Since the start of the pandemic, the Global Financing Facility (GFF) estimates that access to life-saving health interventions for women, children, and adolescents in 36 of the world’s poorest countries – 26 of which are in Africa – has slumped by up to 25 per cent. That is equivalent to four million women being unable to receive childbirth care, 17 million children missing vaccinations, and more than five million women and adolescents losing access to contraceptives.
Such problems stem not just from the virus, but also from the responses of governments and individuals, as resources for essential healthcare are diverted into the pandemic fight and many people fear attending clinics. The knock-on effects are clear: children will suffer life-long harm from not receiving childhood vaccines, young women will miss out on sexual and reproductive health support, childbirth will remain unnecessarily dangerous, and economic hardship will cause worsening nutritional and health problems.
Sadly, it is women who end up being disproportionately affected at all levels. Their employment is at greater risk than men’s, particularly given the impact of the downturn on the service sector, while draconian social restrictions and economic hardship also make them more susceptible to domestic violence.
This “feminisation” of deprivation is a stark example of how COVID-19 – far from being a leveler – is in reality a great amplifier of inequality in a world where four billion people are estimated not to have access to any form of social protection.
It is clear that the world needs to embrace policies and financing actions that cushion the most at-risk populations and nurture the growth of fairer and more resilient health systems for the future.
That was already a prerequisite for achieving the United Nations’ Sustainable Development Goals. The need to focus this endeavour on women and young people has become more apparent than ever in the wake of COVID-19.

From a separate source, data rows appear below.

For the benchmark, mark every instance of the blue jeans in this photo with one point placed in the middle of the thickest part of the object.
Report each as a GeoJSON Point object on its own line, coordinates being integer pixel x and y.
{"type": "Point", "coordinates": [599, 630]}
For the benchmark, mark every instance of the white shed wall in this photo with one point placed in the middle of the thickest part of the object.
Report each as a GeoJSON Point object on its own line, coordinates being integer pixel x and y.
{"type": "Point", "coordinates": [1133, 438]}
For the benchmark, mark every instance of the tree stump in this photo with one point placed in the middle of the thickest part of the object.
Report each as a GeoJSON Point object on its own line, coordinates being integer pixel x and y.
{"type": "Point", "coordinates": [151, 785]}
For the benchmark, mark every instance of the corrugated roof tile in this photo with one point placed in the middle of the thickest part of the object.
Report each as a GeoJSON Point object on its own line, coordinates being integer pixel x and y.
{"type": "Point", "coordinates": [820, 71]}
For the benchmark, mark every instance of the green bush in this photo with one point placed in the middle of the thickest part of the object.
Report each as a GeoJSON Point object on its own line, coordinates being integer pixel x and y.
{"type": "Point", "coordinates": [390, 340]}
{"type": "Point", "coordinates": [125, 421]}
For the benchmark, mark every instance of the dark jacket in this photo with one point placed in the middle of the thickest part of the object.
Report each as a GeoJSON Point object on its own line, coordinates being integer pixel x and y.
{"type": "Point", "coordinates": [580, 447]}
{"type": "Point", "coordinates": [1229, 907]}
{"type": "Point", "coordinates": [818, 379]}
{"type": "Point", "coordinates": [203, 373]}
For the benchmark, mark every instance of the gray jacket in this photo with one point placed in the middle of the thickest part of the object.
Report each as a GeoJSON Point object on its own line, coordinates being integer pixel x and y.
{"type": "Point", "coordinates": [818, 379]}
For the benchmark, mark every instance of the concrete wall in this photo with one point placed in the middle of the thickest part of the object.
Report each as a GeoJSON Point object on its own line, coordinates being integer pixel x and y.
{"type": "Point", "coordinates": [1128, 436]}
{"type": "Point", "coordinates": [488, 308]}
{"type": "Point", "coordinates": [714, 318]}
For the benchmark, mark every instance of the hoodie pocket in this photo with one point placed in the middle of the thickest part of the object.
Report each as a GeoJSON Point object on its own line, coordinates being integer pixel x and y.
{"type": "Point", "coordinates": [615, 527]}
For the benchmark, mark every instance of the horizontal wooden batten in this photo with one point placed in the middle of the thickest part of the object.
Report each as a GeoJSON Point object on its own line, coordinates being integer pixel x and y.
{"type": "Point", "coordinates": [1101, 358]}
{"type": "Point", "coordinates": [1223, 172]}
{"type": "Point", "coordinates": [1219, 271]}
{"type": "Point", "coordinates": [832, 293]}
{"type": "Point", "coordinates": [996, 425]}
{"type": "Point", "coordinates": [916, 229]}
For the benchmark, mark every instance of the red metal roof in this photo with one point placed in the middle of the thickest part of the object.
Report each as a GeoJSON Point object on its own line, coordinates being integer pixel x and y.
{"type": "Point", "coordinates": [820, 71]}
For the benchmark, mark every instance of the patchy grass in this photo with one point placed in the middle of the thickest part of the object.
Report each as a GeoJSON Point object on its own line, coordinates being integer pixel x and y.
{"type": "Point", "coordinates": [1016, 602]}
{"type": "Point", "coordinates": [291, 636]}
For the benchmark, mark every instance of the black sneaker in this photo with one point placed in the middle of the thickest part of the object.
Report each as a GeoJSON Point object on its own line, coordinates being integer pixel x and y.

In light of the this, the Partnership for Maternal, Newborn and Child Health, on behalf of its 1000 partners, issued a COVID-19 Call to Action = outlining a seven-point agenda to protect the health and rights of vulnerable women, children and adolescents. The Call and associated commitment mobilization efforts aim to stimulate political commitments in the form of policies and financing that can address the causes of this feminized deprivation.
Countries, now more than ever, need to prioritize sexual, reproductive, maternal, newborn, child, and adolescent health and nutrition services. They can do this successfully by using well-tested tools such as the GFF’s partnership approach which aligns and harnesses resources of different partners to respond to country needs.
The GFF aims to raise $1.2 billion this year, out of a total funding need of $2.5 billion by 2025, to underpin basic health services. By 2030, this investment is expected to reduce deaths of new-borns and children under age five by more than a third, saving approximately 13.5 million lives; prevent at least 3.5 million stillbirths; and cut maternal mortality by almost one-third, saving more than 1 million lives.
The next five years will be critical in countering the effects of the pandemic. Countries will need to cater for the basic health needs of women, children, and adolescents, not only as the right thing to do but also because it is the smart thing to do. Restoring human capital as the backbone of a resilient recovery promises to yield substantial social and economic benefits. We call on countries to increase and strengthen domestic and international financing to protect women, children, and adolescents. The world cannot afford to witness silently the suffering of the most vulnerable.